自分史的なクリッピング史料
年末年始は特番、比較的最近の映画などが地上波で放映されるなど、お腹一杯になるほどTVの前に釘付けになった人も多いかもしれない。さすがに自分の年齢になると、紅白歌合戦も観ないし、かといって物凄い勢いで読書する訳でもない。それでもお気に入りのスターたちはいる。ちょっと渋いところでは高倉健さん。今日は高倉健さんにまつわる記事を。
2023年11月23日 朝日 高倉健さん 手帳に刻んだ「訓」
衣装部屋の引き出しから見つかる
2014年に亡くなった高倉健さん。今年で10年という時間が流れたことになる。高倉さんの演技はヤクザ・任侠ものよりも、後半の方での活躍に目がいったのではないか。その時からのファンだ。きっかけは「ブラック・レイン」。あの時の刑事役がなんとも神々しく見えた。
さてこの記事では、高倉健さんのパートナーである小田貴月さんが遺品整理した時に見つけた一冊の手帳のこと。そこには高倉健さんの秘めたる思いが刻まれていた・・・と冒頭で始まる。プライベート空間であったため、生前には立ち入ることはなかったらしい。
見つけたのは使い込んだエルメスの手帳。使い込んだというのが、また高齢のおっさんには響くものなのだ。エルメスか・・・・・(ちょっと手が出ないかも)。メモは1976年、高倉健さんが45歳で東映を退社した当時のメモだったと小田さんは推測している。「訓」と題して・・・。
「訓」は15にも及ぶ。
1 Coolになれ!
きらびやかな世界にいた人だからこそ、周りにちやほやするする人がい
るからだろうか・・・。
2 俺についてこい
Coolな上に下を引っ張る感が上に立つものの使命のような文言。
3 一度黒い腹をみせた奴は許すな!
一度でも不義理をなしたものは許すなとは、今の政治の世界や競争心満
載の現代社会では、勝手に許すという文化もあるような・・・。
4 平等の精神
自分の背中をみせながらも、上下間では平等の精神が必要と言っている
のではないのか・・・。
5 責任者になるな。印鑑を押すな。
安易に覚悟なき者は、トップに立つべきではない・・・と解釈。
6 マフィアの様にドライに! 或る時は。
或る意味では怖いほどの冷徹さを持つことも必要という教訓か。
7 外資銀行の借入れが有利。
曲解すると、護送船団方式から、自己中心且つ保守的な邦銀を信用する
なとでも言いたいのだろうか。
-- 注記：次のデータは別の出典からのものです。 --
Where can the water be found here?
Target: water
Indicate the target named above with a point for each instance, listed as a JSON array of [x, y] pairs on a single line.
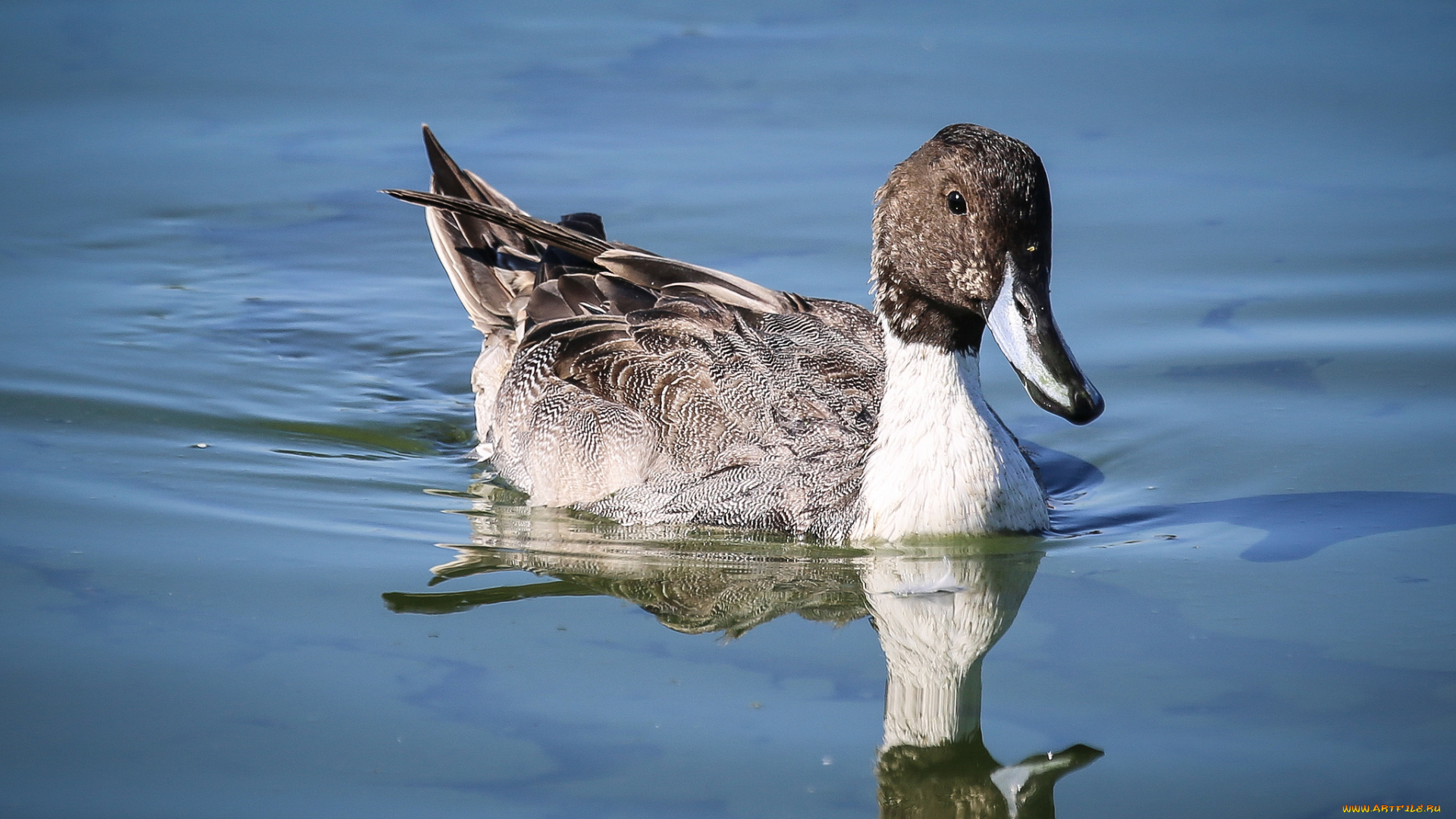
[[1254, 264]]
それとも実践的なアドバイスかも。
8 人事権の確保。
これはチームビルディングにおいてイニシアティブが持てなければいい
作品などできないということなのか・・・。企業組織内でも色々な人が
いる。今では多様性などと言って時には美化されてしまいがち。またあ
る意味では好き嫌いなどが極端になったり。これらを戒めているような
気もする。
9 ミスした人間への責任をはっきり!
なあなあにせず、ミスの所在をはっきりさせることで、成長につなげる
ためなのか。或いは上に立つ者は、その覚悟を持てということか。
10 将来によって現在を規定する。
かっこいい!! そんな風に言ってみたい。
11 何時も笑って死ねる様に!
笑って死ねるだろうか・・・、不安。
12 人生GAME. Cool. 情熱、ファイト。
自分自身を鼓舞する時には割り切り(覚悟)と、そして情熱を持って。
13 十年先の計画を立てて!
本当にそうすべきだったと反省の日々・・・。
14 品行悪くとも品性を保て!
生きていく上で品性こそ最も重要な要素だ。品性は備わっているだろう
か?
15 どんな役をやっても人間性の悪い役をやるな。
与えられた職務があるとすれば、どんなに嫌でも人間性を損なうなよう
な悪を心に抱えるな!ということか。
小田さんは、「揺るぐなよ」と高倉健さんが自分自身に語りかけているのだろうと。なかなか自分の思いを言葉にして、ましてや「訓」と手帳に書き記すことができるだけでも凄いし羨ましい。
高倉健さんは与えられた配役に「運がよかった」とも語るなど、「訓」を精進の証にし、「運の良さ」を謙虚に受け止めたとも記している。何とも言えない、漢(おとこ)の背負うものを言葉に可視化した高倉健さん。そんな人の生きざまってやはり格好いいと思った。